The liturgy is the sphere of the “something else.” This is why, to take one example among many, Pius X tried to lead the Church away from the use of secular-flavored music at Mass. If we hear in the Kyrie the same operatic Mozart that we hear in the theater — or, nowadays, if we hear a ditty that sounds not too different from the folk music revival radio channel or the advertising jingles on TV — we are left prisoners to the same old world from which we need to be lifted and, in a way, distanced, “transferred to the kingdom of his beloved Son” (Col. 1:13), so we can get proper perspective and the freedom to worship the God of our fathers, the God of Abraham, Isaac, and Jacob, the God who dwells in light inaccessible: “I Am Who Am.”
Because God’s holiness is a consuming fire and His love seeks everything, a liturgical life lived to the full, with the outward signs and practices of tradition, breaks apart the complacent ego fed on a diet of flattery and platitudes. We are not allowed to remain asleep, but, in different ways, are awakened to the reality of God, which is at once overwhelming and freeing. Eucharistic worship is nothing less than a total, radical surrender of one’s being into the hands of Christ, the Word made flesh who inscribes his Word into our flesh. Man’s highest dignity consists in worship, the giving of thanks and praise; his most dynamic activity consists in receiving divine gifts — or, as St. Dionysius and St. Thomas say, suffering them. Baptism brings with it the mystery of a sacramental character by which the soul is imprinted or inscribed with an ineradicable conformity to Christ the High Priest. By it the Christian is enabled to receive divine gifts and use them fruitfully (cf. Summa III, q. 63).

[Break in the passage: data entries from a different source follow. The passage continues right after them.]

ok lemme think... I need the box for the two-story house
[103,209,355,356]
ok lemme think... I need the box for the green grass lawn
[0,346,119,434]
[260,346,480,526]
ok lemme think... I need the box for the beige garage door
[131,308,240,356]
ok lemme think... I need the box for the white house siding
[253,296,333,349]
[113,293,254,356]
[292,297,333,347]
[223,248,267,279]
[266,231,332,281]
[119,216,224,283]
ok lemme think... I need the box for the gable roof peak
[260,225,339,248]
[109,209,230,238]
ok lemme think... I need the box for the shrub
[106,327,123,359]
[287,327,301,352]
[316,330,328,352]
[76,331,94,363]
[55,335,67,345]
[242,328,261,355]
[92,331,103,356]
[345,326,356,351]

This is the first, greatest, and eternal identity of the Christian: the one who receives divine gifts poured out from the Heart of Christ, and so bears lasting fruit. For this reason, worship’s highest dignity consists in its being at once a transparent communicator of divine initiative and a delicate modeling of human receptivity. That is why I defend the traditional Latin Mass, which accomplishes this communication and modeling to perfection; that is why I love everything about it, down to the last detail, and wish to share it with everyone. It is not an instant fix to our crisis. But it is an indispensable condition for restoring the Faith in our times. Without it, we will not have a firm and deep enough spiritual foundation on which to build Catholic lives, families, and societies. We need to build on solid rock, not bring in endless truckloads of sand.